As early as 1643 there was in existence slavery legislation in America and the New England Confederation. That law was enacted in a few of the initial 13 colonies. The states of Maryland and Virginia had laws that offered bounties to persons who would capture slaves that had escaped and even larger rewards for those who would return them to their masters. In 1705 New York had tough laws that outlawed fleeing away to Canada and other “safe havens”. This paper will discuss the three significant legislative actions that shaped the controversy over fugitive slaves between 1783 and 1860.
Most of the Northern states had abolished slavery as early as 1787 despite the fact that the “Fugitive Slave Clause” had been entrenched in the Constitution. Fearing that the North may become a safe escaping zone for slaves, lawmakers from the south pushed and succeeded in enacting “The Fugitive Slave Act of 1793.” The southern legislators made their claim on the basis that the slave debate would put many new states at loggerheads. This law was in many ways similar to the fugitive slave laws that existed earlier but had more detailed provisions on how it would be effected. One notable feature is that it contained a provision that granted masters and their “agents” the right to search for fugitive slaves everywhere including the borders of the states that did not permit slavery. If suspected slave was captured, the persons who had hunted him down were to bring him before a judge and produce evidence to prove that the slave was their rightful property. If the judge was satisfied, he signed an affidavit and the slave was to be forced to return to their owner. Another distinctive mark of the law was that it imposed a penalty of $500 on any accomplice who aided a slave in hiding or escaping.

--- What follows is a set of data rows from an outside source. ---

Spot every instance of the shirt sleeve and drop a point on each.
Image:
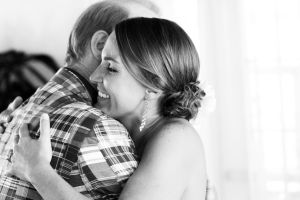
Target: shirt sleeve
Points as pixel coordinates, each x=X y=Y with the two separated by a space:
x=107 y=159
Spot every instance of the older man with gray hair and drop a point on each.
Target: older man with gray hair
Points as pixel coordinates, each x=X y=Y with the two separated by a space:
x=90 y=150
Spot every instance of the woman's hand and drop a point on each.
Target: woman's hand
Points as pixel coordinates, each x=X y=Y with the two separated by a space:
x=6 y=115
x=31 y=154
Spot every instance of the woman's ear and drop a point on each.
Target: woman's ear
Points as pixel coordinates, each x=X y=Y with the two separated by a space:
x=151 y=94
x=97 y=43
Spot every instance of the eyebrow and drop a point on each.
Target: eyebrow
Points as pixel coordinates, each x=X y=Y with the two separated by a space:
x=108 y=58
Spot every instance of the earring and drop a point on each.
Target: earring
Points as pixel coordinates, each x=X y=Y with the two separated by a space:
x=146 y=108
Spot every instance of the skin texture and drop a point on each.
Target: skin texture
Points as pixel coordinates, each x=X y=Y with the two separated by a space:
x=172 y=165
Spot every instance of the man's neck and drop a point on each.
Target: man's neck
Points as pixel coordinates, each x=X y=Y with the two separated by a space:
x=83 y=70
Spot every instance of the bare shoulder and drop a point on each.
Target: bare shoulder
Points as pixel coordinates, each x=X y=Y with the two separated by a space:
x=177 y=130
x=176 y=135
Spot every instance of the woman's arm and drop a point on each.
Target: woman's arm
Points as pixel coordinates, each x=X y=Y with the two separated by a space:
x=167 y=165
x=31 y=161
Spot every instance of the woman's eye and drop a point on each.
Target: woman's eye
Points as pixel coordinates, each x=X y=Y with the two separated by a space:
x=111 y=69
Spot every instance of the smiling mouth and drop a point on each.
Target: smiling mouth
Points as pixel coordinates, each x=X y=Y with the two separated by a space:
x=102 y=95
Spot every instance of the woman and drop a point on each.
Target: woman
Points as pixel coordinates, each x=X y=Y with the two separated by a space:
x=148 y=81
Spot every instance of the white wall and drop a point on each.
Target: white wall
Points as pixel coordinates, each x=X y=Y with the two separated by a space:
x=44 y=26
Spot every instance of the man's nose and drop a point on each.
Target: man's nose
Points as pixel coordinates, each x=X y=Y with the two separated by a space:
x=96 y=76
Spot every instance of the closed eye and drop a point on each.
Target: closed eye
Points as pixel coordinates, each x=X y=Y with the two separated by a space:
x=110 y=68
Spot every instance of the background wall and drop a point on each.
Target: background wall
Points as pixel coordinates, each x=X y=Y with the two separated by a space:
x=249 y=52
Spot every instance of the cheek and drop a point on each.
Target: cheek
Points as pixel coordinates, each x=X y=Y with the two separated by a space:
x=126 y=96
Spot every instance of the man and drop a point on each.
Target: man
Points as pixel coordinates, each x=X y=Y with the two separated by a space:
x=91 y=151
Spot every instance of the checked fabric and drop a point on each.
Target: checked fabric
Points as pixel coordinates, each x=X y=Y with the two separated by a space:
x=91 y=151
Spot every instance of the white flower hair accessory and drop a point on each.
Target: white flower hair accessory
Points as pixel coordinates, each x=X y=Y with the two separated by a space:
x=208 y=103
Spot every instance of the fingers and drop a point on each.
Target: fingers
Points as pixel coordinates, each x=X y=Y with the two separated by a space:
x=6 y=115
x=23 y=131
x=16 y=103
x=45 y=128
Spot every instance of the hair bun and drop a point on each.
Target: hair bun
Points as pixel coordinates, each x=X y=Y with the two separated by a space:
x=184 y=103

The Northern states, on the other hand, were not happy with their areas turned into bounty-hunting grounds. To show their rebellion, most of them neglected to enforce the law and passed the so-called “Personal Liberty Laws.” These laws gave slaves who had escaped the right to be tried by a jury and offered further protections to the colored men and women, most of whom were abductees and forced into slavery. The legality of these laws that sought to protect the black man and even assist him to escape enforced slavery was challenged in the case of Prigg v. Pennsylvania in 1842 at the Supreme Court. The court ruled in favor of Prigg overturning his conviction that resulted from the kidnapping and capture of a suspected slave. This ruling dealt a major blow to the “Personal Liberty Laws” but did not kill the resolve of the Northern legislators in the war against slavery.
Lastly in 1850, the Congress passed the revised Fugitive Slave Act in 1850 amid sustained pressure for and against the law from both sides. The revised laws went a notch higher and had a provision that compelled citizens to help in capturing fugitive slaves. The law also expressly denied suspected escapees the right to a jury trial. It increased the fine of aiding a slave who had escaped to $1000 coupled with a six-month jail term. Despite these provisions the Northern states continued with their resistance and citizens began protesting aginst the law. The law, however, stayed put and was only repealed after the commencement of the civil war.
This essay discusses three phases of legislation that shaped the battle over escaped slaves. As discussed above, laws prohibiting slaves from escaping existed from as early as 1643. The Fugitive Slaves Act was enacted in 1793 to cover all the possible loopholes that existed in prior fugitive laws. This was met by resistance and the northerners enacted the Personal Liberty Laws to shield black men from being dragged into slavery. Lastly, the Personal Liberty Laws were countered by a reinforcement of Revised Fugitive Slaves Act in 1950.